Validate

Validation of Sanitation

Effective cleaning is a pre-requisite for effective sanitation, as it is almost impossible to sanitise a dirty surface. A "validated as effective" sanitation scheme is considered important for a particular use because there are a number of factors that can influence a sanitising chemical's kill effectiveness. Factors which affect kill effectiveness includes: contact time, chemical concentration, temperature and the presence of neutralising chemicals. For example, areas with high iron content in water can't use some chlorine-based sanitisers without experiencing precipitation problems which effectively lower the sanitiser concentration and require longer contact times. Iodine based sanitisers rapidly lose activity at alkali pH not much greater than pH 7 and so can't be effectively used on surfaces which could have alkali residue from (for example) a previous cleaning chemical.

It is important that growers (or their chemical suppliers) undertake some basic testing to ensure that the sanitising chemicals that they are using are suited to the application they are being used for. In many cases, the chemical manufacturer will already have undertaken the required testing as part of their 'due diligence' before bringing their product to market. In such cases, obtaining the required validation data might be little more than a paper filing exercise.

For those growers that need to undertake verification for themselves, the following information may be helpful. The purpose of the validation is to show (or not show) that the sanitiser that is being used is effectively killing bacteria and other microorganisms on tools, harvesting equipment and food contact surfaces. 

The traditional way to demonstrate an effect is to take microbiological samples from different parts of surfaces before and after the sanitising treatment and compare the counts of indicator bacteria.

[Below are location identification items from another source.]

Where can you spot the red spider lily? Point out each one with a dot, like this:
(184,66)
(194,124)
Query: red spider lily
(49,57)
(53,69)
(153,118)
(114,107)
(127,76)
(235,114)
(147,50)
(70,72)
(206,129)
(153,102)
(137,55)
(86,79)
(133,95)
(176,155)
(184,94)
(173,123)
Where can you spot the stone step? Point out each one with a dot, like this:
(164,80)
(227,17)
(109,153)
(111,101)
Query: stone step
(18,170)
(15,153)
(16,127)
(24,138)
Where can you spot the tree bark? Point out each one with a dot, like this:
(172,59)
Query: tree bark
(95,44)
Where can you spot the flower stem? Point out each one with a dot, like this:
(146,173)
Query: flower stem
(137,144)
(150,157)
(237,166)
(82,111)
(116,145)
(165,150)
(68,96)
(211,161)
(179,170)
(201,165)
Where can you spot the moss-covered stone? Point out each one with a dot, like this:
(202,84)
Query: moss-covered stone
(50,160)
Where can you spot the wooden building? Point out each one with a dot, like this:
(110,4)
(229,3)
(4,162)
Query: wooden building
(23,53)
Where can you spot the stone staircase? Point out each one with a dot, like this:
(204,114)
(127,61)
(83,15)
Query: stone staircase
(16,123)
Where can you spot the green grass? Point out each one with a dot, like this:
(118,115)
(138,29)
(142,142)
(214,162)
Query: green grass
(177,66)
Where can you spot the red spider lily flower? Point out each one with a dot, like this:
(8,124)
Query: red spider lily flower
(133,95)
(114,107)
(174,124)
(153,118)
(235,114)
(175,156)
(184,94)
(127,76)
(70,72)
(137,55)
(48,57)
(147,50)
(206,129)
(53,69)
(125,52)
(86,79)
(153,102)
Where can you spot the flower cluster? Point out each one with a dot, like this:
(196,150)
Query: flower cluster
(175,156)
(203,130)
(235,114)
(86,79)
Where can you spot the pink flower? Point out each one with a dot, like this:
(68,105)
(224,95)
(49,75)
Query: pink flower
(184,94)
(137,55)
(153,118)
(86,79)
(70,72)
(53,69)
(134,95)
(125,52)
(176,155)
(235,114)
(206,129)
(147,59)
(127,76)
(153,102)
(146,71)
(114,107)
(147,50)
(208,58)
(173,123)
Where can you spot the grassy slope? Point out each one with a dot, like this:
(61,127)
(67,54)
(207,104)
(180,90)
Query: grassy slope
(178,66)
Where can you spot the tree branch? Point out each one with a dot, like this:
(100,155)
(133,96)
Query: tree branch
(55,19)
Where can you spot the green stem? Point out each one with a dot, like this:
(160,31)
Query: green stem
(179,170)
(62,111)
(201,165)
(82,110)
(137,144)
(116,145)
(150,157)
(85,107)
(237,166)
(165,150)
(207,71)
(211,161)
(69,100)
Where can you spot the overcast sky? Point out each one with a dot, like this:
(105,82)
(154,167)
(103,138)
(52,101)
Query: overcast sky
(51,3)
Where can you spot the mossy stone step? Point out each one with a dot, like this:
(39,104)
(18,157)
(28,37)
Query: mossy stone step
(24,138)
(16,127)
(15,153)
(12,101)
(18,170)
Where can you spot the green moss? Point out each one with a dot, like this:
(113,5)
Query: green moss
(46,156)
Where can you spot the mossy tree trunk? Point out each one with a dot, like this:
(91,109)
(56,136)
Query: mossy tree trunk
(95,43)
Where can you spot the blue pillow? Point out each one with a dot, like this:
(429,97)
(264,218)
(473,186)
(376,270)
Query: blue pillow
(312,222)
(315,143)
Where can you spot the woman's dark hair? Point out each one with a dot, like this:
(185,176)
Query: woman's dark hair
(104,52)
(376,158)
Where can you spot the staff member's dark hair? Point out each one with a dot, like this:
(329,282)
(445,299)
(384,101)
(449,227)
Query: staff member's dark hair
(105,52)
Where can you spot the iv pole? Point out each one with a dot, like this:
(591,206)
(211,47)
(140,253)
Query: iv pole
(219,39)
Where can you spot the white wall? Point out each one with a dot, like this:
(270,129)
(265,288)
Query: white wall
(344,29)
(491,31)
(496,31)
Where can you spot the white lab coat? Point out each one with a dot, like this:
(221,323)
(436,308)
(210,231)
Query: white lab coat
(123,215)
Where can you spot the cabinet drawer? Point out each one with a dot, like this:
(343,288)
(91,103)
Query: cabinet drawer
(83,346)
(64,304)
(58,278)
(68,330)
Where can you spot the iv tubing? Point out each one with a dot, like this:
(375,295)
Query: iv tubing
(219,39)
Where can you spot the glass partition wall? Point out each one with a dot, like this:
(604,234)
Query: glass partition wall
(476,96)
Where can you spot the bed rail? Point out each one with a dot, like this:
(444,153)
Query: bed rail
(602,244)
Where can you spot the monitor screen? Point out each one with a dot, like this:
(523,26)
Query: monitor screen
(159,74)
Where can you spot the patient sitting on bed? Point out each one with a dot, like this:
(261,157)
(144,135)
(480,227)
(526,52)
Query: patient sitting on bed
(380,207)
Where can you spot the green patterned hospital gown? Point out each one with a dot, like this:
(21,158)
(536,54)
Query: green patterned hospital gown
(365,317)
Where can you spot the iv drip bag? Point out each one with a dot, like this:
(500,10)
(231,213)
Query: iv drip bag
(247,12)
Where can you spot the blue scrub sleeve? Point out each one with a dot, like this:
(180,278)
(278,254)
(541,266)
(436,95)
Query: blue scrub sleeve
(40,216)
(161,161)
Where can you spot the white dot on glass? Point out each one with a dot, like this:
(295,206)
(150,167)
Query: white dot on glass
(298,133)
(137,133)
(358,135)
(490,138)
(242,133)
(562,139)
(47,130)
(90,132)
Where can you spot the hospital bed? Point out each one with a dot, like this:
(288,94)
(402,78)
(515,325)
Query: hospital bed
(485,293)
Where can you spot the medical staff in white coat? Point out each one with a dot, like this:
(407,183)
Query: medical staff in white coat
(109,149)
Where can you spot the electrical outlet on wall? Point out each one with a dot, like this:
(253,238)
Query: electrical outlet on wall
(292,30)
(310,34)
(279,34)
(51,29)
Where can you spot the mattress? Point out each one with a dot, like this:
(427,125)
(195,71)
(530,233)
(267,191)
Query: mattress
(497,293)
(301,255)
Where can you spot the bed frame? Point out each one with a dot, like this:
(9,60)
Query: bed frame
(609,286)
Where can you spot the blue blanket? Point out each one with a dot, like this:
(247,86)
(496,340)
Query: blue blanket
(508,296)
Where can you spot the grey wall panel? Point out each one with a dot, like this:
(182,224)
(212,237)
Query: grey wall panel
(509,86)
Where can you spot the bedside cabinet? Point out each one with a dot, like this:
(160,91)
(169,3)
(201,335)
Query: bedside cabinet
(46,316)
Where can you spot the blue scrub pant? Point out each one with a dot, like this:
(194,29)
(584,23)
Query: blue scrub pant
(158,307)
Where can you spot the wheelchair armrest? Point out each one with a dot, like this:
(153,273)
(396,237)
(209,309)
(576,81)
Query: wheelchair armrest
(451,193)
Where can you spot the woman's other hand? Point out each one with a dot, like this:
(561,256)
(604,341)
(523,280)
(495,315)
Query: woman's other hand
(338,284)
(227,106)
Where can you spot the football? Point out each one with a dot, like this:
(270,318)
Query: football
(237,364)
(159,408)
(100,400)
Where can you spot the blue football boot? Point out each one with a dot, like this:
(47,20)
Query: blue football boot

Any decision for appropriate indicators to use lies with growers; but likely candidates are total aerobic counts or Enterobacteriaceae for general hygiene and E. coli for surfaces with the potential to be contaminated by faecal material. What constitutes an effective reduction in indicator numbers is again something that should be decided by growers. General information on comparing reductions in bacterial numbers using statistical methods is available on the help page dealing with the validation of sanitisers.

When undertaking a verification of sanitiser effectiveness, it is important to try and mimic what generally happens in a growing environment as closely as possible. It is also important that the surface being sanitised is visibly clean.

Changing a chemical's concentration or using a new type of sanitising chemical requires a new validation to be undertaken.

Further reading with far greater detail on how to validate a sanitising chemical for use in a food harvest or packhouse environment can be found in the International Standard ISO 1276:2019.